Il revit le palais patricien tel qu’il lui était apparu dans la première aube d’octobre, avec ses aigles, avec ses coursiers, avec ses amphores, avec ses roses, clos et muet comme un haut sépulcre, tandis que, sur le faîte, le ciel s’enflammait au souffle de l’aurore.

— Dans cette aube, continua-t-il, — après la nuit de délire, comme je passais par le canal et longeais le mur d’un jardin, je cueillis de petites fleurs violettes poussées dans les interstices de la brique, et je fis aborder la gondole au palais Vendramin pour les jeter devant la porte.
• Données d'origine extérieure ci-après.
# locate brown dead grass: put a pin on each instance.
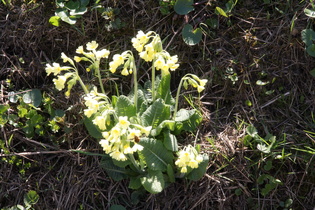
(67, 180)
L’offrande était trop mince, et je pensai aux lauriers, aux myrtes et aux cyprès. Mais, par cet acte spontané, j’exprimais ma reconnaissance envers Celui qui devait imposer à mon esprit la nécessité d’être héroïque dans son effort pour s’affranchir et pour créer.

S’animant d’un rire subit, il se tourna vers le rameur de l’arrière :

— Te rappelles-tu, Zorzi, cette régate que nous courûmes un matin pour accoster le bragozzo ?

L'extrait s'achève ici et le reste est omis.